Science

A Major Alarm Is Flashing Under Greenland’s Ice


Climate change would be much worse without the oceans, which have absorbed 90 percent of the excess heat humanity has released into the atmosphere. This warming of the oceans has already been devastating for organisms who live there, but it also comes back to bite us in a more unexpected way: it contributes to the destruction of the seated ice up from Greenland.

This diseased ice sheet (the part that sits on land) contributed to more than 17% of the sea level rise observed between 2006 and 2018, and new research delivers even more worrying news. (Greenland has much less ice than Antarctica but is losing 270 billion tonnes per year, compared to Antarctica’s 150 billion tons.) Northern Greenland’s ice shelves – ice that floats on the ocean instead of resting on land – have actually lost more than a third of their volume since 1978, thanks to the absorption of warm sea water. away from their stomach. Three of these northern ice shelves have completely collapsed since 2000, and the remaining five are rapidly deteriorating, in turn destabilizing neighboring glaciers.

While the ice trays themselves don’t really contribute to sea level rise, since they’re already floating in the ocean, they act as dams to regulate the amount of ice released into the ocean from inside the Earth’s ice sheet. “We see that the ice shelves are becoming weaker and weaker,” explains Romain Millan, a glaciologist at Grenoble Alpes University and lead author of a new study. paper In Natural communications. “We observed that in response to this increased melting, glaciers are retreating and already releasing more ice into the ocean.”

Millan and his colleagues used satellites and models to check several aspects of the health of northern Greenland’s ice shelves. On the one hand, satellite imagery allowed them to determine how the total volume and total area of ​​ice have decreased over the decades. Deeper, they were able to follow the “grounding line,” where the ice sheet rises from the land to become a floating ice floe. As the tides rise and fall, the ice rises and falls, a movement that is tracked by satellites to determine the exact location of grounding lines.

As ice shelves shrink and thin, these lines rapidly retreat inland, where topography adds even more problems. Moving inland from the coast, the slope of the bed is retrograde, meaning that the ground surface beneath the ice becomes deeper as one moves toward the center of the island . “If the anchor line begins to move backward, it could enter an unstoppable retreat because it is on a retrograde bed slope,” says Millan.

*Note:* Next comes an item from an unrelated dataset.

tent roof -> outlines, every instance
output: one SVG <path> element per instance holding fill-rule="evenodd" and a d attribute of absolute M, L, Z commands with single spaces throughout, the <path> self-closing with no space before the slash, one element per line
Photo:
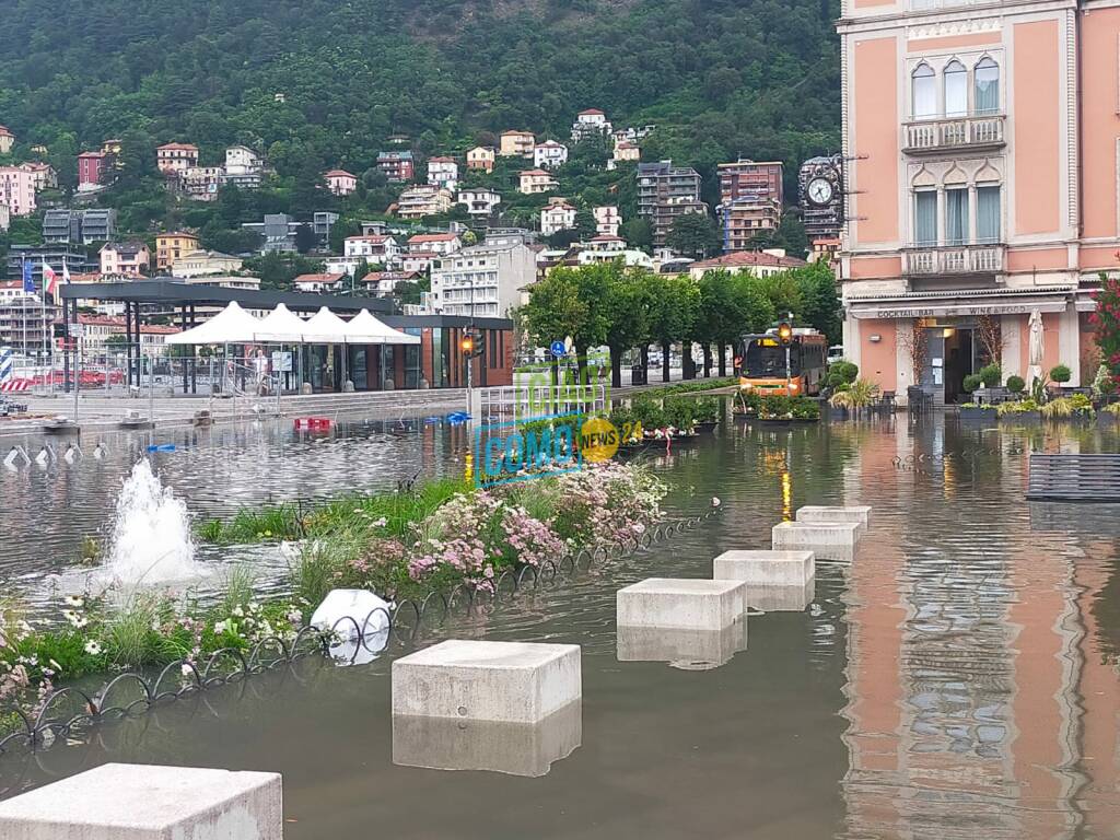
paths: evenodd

If, on the other hand, the slope went up as you travel inland it would be more difficult for the grounding line to move backward. Imagine how far inland floodwaters can travel if the terrain is flat rather than mountainous. “As the stranding moves to a deeper bed, the amount of ice from the bed to the surface is thicker, which means the amount of ice dumped into the ocean is greater,” says Millan. “As you go down, you also expose more ice to a warmer ocean, and therefore more melting, more acceleration, more releases.”